First published 2020 by
Ginninderra Press
PO Box 3461 Port Adelaide 5015
www.ginninderrapress.com.au
Contents
The Cold Stones of Feeling
Acknowledgements
Also by T M Collins
To the memory of my father
Maurice John Collins
Never tell me that not one star of all
That slip from heaven at night and softly fall
Has been picked up with stones to build a wall.
‘A Star in a Stone-Boat’ – Robert Frost
The Cold Stones of Feeling
Woodsmoke and Ash
for my father
The boy wants to catch a fish
with black crystal eyes and
arched feathered spines up
its back with a tail flecked in
Nature’s hued colours.
He needs to feel the
wet silver fur of scales,
the smell of woodsmoke and ash
as the fish is laid out flat
on a steel plate of dark.
He watches the scar
on the water’s surface,
at the line-point ripples cobble out,
vibrating floating circles pronouncing
silent echoes under the skinniness
of the moon’s fine filigree blanket.
Fish scorn the hook, fictive intent in
their wilful stuck-open eyes.
He waits for the mashing body
movements relayed jerkingly
along the line and hopes to hear
a forlorn nightbird sing as his
eyes and ears reel that fish in,
the wet line slicing, sandering a
faint joint line crease in water.
Fish tunnel, stop, go in all other
directions, a batsman’s cricket wheel score.

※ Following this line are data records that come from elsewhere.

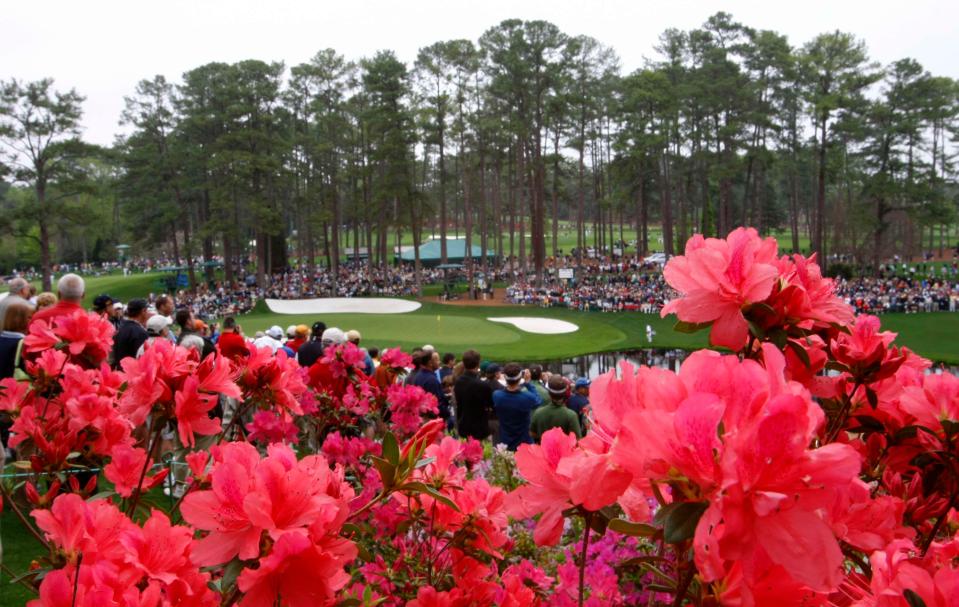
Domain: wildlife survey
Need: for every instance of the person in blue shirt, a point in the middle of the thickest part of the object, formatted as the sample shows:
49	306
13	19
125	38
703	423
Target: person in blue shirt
579	399
425	377
514	407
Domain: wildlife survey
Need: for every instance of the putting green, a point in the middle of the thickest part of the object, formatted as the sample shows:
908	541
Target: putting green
460	327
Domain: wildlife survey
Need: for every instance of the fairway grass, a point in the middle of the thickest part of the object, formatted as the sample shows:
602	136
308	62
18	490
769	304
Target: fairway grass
454	328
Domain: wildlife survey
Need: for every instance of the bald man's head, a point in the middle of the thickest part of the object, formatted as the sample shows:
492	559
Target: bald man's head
71	288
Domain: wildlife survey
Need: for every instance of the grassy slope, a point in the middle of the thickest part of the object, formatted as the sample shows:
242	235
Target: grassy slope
19	547
455	328
931	335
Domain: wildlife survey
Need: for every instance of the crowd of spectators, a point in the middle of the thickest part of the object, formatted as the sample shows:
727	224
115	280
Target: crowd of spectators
878	295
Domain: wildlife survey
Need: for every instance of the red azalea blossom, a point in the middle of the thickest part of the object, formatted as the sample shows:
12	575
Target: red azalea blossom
716	278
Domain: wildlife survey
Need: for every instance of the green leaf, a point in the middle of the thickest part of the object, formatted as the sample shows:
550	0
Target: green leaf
868	423
636	561
391	450
634	529
690	327
418	487
800	353
779	338
387	471
426	461
32	573
231	572
834	366
679	520
913	599
755	329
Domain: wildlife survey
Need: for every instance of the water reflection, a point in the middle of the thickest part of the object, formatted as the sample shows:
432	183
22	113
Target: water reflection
594	365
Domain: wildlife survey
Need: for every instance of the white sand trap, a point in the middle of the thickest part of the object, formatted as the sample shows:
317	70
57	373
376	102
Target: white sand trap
343	305
532	324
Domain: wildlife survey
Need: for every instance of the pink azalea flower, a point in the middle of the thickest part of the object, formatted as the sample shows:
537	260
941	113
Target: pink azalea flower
395	358
268	427
192	412
126	466
296	573
407	406
160	551
936	400
716	278
554	472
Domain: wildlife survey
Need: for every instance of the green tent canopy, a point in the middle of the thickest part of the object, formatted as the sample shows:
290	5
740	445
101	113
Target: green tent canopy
455	252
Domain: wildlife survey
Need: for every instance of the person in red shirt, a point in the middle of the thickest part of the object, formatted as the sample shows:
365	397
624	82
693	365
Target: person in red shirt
231	343
70	290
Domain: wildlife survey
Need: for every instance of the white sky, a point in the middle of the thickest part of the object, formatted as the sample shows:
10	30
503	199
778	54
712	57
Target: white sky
103	47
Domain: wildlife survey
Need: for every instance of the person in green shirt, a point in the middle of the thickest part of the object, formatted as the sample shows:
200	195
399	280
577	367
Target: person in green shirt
536	377
554	413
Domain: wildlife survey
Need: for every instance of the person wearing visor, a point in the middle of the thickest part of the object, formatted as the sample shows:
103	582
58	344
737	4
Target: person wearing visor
555	414
514	406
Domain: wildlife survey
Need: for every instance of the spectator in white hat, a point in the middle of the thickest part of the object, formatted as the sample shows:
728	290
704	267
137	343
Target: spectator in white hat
272	339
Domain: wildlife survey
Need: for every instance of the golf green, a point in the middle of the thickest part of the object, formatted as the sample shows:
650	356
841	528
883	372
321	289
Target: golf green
455	328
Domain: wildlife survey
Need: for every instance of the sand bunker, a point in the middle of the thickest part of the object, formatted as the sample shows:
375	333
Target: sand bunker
342	305
532	324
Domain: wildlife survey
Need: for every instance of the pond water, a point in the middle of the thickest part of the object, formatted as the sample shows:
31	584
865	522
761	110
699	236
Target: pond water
594	365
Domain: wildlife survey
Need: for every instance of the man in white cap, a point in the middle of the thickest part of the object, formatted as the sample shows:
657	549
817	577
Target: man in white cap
333	337
353	336
158	327
271	339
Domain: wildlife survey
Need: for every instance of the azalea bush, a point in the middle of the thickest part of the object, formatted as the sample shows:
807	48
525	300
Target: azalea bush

He feels the tugs and flogs, the line limp,
then wet sandbag heavy then limp, and
he hopes it won’t flog once too often,
the line’s severed length gone lifeless
on the water’s black back.
Fish gently zigzag, drift, silk rippling
underwater, patrolling, easing calmness
with each shiny flick fin flick.
Water striates blue black on silver as
behind the jetty, the road and town
outskirts are oddly historic and poetic.
At this petty point of global landscape time
is hoarded on blackened trains out of town –
all that matters is the sudden suicide tug of line.
The boy wears his father’s old pelt hat
(‘21 rabbit pelts went into this hat, son’),
punch-drunk soft, worn and floppy,
a thumb hold hole through the front point
and in the shallowed brim the
sweaty stains of splintered years
of hard work and tonight in that
brim’s slight gutter some moonlight slept.
He hears his father’s mutter on the breeze,
a soft quelling voice like drifting ash and
that breeze, distant uilleann pipes
tingling the cold from his lips.
The line sings at the water’s resting ear,
the moon eats darkness, the sky is
arched buckled back, harpooned into
deepest night and the stars, little query
lights, click and tink time, on and off.
He places two slivered fillets on
blackened steel and begins pattering,
turning, heat sizzling flesh, scorching
pink to white while the constant
bat-squeak of wood under flame
hangs cool in the night air.
Death and darkness are his company
tonight – a sad soliloquy – alone in a
wooded clearing edge-near water
orange-lit tree lichen watches the
flagellating flames reflect upwards into
the boy’s squinting smoke-washed eyes.